I understand how you feel Hub - I used to think my wife's allergies were more "in her head"....until we wound up in the emergency room . I have seen the evidence for both sides of the MSG argument - and, unfortunately experienced one side of it.
It was not a immediate thing - but years of exposure that created a "sensitization" to MSG for me. Not exactly like an allergic reaction. Kind of hard to believe...until it happens to us.
When I was writing the article series on Appearance, Taste and Tenderness that KCBS uses for some training, I was very surprised to discover in my research that MSG is a natural substance that normally occurs in some foods. I always supposed it was an "unnatural" chemical additive. It is a super-saturation of it, when it is used as either a tenderizer or a flavor enhancer or both, that is the real culprit.
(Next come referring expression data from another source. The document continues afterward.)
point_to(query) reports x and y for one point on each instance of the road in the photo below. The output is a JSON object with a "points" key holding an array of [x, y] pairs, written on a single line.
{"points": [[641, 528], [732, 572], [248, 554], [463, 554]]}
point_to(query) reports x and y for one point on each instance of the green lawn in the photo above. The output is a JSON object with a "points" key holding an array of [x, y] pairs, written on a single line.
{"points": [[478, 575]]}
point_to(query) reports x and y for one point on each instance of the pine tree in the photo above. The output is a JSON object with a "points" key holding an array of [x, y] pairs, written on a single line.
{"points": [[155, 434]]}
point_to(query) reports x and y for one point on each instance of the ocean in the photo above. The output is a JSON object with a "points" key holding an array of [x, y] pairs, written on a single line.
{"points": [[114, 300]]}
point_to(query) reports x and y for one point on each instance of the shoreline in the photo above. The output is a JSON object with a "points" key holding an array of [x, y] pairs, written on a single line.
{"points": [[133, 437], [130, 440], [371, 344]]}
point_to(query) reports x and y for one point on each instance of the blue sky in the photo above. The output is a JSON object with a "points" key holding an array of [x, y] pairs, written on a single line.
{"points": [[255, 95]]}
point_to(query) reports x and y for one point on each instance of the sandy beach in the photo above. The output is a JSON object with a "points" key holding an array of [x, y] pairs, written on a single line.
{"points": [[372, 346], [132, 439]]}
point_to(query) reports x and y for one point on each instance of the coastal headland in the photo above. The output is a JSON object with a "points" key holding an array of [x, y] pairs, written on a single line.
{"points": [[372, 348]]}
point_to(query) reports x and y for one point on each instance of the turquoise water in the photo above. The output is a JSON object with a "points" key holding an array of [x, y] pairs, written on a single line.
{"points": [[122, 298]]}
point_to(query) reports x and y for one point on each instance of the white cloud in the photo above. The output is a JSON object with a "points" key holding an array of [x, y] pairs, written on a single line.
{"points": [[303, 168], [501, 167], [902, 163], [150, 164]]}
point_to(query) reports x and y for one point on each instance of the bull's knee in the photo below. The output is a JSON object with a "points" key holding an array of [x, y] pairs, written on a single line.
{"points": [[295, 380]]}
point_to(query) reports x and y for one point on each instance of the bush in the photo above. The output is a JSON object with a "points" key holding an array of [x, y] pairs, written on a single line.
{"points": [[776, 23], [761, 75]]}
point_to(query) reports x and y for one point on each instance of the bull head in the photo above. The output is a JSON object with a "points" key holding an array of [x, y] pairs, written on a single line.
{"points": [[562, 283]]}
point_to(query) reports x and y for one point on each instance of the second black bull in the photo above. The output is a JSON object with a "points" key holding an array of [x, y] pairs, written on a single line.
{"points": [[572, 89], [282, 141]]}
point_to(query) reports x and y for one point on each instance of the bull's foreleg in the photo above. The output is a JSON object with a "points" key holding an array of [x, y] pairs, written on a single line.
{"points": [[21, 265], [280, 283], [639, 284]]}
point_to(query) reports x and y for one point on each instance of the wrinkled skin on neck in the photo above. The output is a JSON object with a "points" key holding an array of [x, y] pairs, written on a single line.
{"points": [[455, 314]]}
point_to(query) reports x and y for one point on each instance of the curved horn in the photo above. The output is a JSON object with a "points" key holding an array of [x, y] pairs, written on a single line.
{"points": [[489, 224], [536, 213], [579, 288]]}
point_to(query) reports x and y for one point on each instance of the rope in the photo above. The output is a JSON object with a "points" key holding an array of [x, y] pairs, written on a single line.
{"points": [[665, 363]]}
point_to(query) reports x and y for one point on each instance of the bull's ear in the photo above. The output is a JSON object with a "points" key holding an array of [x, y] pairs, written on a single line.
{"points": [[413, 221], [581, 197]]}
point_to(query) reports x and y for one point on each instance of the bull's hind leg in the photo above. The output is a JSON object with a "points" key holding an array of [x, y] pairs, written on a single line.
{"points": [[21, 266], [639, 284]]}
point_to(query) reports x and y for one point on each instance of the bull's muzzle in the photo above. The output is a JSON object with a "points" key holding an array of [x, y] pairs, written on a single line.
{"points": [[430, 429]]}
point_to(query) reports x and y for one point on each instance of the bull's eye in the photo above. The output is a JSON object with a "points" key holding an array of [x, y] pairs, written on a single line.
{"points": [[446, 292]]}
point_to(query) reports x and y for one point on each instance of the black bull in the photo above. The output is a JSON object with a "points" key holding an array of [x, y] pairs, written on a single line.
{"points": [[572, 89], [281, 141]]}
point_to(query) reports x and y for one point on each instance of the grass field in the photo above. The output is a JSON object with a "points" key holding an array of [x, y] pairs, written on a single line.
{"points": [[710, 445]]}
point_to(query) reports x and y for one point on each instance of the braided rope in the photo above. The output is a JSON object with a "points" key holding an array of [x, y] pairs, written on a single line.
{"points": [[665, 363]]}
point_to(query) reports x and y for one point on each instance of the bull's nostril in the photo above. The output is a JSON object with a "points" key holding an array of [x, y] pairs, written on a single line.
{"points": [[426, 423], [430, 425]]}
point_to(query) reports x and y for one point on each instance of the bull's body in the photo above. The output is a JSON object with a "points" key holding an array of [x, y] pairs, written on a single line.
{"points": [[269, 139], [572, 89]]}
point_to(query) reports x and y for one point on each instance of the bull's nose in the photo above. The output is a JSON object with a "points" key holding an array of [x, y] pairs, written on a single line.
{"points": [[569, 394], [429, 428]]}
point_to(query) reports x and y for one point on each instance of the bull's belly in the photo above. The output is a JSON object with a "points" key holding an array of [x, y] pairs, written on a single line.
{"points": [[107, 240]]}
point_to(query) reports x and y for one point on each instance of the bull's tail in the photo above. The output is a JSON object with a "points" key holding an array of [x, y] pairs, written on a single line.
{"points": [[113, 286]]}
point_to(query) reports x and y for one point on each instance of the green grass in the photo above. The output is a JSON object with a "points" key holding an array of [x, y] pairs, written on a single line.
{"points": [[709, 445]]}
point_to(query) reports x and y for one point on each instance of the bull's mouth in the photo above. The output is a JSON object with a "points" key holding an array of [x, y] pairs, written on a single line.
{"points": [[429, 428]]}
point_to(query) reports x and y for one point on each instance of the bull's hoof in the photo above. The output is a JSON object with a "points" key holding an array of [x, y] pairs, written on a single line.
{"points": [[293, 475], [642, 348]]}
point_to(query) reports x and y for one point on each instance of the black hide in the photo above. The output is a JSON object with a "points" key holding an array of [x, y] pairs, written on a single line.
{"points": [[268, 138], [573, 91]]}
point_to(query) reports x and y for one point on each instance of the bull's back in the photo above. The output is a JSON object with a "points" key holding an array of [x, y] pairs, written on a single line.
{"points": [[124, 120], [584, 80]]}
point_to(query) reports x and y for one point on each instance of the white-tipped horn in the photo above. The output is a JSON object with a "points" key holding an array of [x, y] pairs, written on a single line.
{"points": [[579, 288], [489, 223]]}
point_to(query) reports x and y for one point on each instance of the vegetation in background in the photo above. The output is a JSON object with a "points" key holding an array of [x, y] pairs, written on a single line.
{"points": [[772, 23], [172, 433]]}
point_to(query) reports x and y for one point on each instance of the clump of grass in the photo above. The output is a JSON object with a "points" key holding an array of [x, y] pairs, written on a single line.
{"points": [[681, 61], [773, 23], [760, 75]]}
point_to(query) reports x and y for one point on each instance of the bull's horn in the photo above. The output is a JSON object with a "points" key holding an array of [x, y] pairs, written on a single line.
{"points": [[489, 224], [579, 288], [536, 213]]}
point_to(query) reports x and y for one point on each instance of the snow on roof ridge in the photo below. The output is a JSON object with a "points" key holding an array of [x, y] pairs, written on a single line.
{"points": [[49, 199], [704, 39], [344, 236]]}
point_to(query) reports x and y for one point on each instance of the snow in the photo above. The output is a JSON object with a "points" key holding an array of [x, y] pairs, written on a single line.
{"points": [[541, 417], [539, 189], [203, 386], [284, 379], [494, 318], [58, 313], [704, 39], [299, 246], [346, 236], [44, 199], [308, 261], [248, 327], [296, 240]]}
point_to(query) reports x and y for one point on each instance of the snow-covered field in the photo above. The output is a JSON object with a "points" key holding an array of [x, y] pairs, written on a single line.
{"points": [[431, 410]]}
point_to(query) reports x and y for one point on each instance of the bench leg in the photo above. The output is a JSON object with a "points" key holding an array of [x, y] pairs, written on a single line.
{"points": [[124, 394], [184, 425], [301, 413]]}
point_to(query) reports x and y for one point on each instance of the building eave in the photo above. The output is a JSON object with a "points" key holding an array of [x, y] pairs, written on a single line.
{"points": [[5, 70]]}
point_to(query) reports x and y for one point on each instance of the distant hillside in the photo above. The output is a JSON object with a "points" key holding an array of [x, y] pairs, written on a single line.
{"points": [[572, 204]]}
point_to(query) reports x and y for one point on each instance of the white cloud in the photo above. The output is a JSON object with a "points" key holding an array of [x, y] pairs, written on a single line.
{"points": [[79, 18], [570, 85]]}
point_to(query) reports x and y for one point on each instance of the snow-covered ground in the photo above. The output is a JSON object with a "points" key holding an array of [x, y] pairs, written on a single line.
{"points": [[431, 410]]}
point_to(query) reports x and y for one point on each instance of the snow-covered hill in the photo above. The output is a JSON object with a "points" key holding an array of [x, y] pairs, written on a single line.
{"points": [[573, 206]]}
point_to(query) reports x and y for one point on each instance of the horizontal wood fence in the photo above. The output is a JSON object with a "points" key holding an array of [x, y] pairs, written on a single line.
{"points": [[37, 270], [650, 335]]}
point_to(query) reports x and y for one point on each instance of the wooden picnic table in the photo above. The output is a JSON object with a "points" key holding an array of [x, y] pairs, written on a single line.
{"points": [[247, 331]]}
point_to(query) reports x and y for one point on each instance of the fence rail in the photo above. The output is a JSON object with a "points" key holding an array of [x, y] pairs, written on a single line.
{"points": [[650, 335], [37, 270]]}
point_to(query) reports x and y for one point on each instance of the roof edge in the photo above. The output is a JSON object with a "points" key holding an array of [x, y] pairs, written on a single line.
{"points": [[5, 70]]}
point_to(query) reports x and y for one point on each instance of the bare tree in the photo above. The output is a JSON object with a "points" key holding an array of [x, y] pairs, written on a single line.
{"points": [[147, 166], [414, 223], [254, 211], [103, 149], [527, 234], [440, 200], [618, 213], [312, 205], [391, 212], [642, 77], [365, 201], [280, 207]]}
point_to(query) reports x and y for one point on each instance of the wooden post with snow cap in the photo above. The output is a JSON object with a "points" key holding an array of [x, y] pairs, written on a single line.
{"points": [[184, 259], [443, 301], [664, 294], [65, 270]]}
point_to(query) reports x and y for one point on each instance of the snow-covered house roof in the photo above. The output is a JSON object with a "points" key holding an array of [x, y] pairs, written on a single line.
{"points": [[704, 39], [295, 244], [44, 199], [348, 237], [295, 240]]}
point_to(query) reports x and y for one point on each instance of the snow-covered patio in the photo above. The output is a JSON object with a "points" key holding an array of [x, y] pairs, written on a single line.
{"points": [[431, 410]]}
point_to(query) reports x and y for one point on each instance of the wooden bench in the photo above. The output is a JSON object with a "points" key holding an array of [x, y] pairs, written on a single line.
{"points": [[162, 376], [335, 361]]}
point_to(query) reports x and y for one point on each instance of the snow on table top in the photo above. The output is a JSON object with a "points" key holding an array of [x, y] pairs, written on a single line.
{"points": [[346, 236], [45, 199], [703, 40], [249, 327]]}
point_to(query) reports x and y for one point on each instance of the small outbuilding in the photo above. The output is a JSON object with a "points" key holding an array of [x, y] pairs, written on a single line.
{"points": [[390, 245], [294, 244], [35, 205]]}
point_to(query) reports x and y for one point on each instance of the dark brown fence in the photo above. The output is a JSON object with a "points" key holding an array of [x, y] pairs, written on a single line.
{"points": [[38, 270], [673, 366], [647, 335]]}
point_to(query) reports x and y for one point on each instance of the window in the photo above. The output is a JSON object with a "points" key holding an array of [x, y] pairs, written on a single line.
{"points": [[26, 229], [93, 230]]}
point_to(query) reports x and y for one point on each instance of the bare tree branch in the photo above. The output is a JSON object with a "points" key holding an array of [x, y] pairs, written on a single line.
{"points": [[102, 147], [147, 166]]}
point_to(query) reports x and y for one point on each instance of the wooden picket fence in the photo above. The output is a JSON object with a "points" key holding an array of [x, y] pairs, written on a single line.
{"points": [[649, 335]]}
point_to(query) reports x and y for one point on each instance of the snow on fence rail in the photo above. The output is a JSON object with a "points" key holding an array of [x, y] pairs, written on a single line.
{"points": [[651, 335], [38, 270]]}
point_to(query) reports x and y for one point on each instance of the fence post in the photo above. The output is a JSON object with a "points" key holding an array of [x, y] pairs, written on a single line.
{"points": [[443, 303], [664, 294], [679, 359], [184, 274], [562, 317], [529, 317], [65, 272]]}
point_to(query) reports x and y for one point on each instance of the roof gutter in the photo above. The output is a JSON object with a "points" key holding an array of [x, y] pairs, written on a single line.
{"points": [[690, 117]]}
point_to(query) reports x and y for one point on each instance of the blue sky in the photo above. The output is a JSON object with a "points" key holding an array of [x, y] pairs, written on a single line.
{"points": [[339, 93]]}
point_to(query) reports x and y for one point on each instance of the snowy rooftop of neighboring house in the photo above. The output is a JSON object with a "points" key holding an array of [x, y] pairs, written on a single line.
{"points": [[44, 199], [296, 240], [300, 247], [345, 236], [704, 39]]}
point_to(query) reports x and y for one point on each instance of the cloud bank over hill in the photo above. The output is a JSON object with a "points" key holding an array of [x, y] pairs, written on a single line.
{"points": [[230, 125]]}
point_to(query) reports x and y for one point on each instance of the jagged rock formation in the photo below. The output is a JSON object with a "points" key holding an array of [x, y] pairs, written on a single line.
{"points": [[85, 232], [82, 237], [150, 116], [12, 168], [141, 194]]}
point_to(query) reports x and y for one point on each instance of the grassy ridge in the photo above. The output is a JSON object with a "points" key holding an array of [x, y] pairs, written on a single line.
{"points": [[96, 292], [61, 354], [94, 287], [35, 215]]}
I've read that Frito-Lay has cut way back on using it (was a major contributor in their potato chips) and it isn't uncommon to see "No MSG" signs in some restaurants, particularly Chinese.
Aside from the well known sensitivity and reaction problems, I've found that rubs that are high in MSG will cause some texture/tenderness problems (instead of solving them) in some barbeque approaches. The MSG emulsifies the outer surface of the meat. Then, depending on how the meat is cooked, it will either stay mushy or develop a "super bark" that isn't exactly pleasant to the mouth feel. These effects are most pronounced when the rub is left on for an extended period prior to the cook.
Back to the "Tenda Rub" -- I'm really curious to know what's in it. If it is MSG I'd most certainly stay away from it. The only other natural tenderizer I'm aware of is acetic acid (which creates the powerful sourness of vinegar) and I don't think that would taste very good. I really am curious. Maybe somebody will "guinnea pig" a package.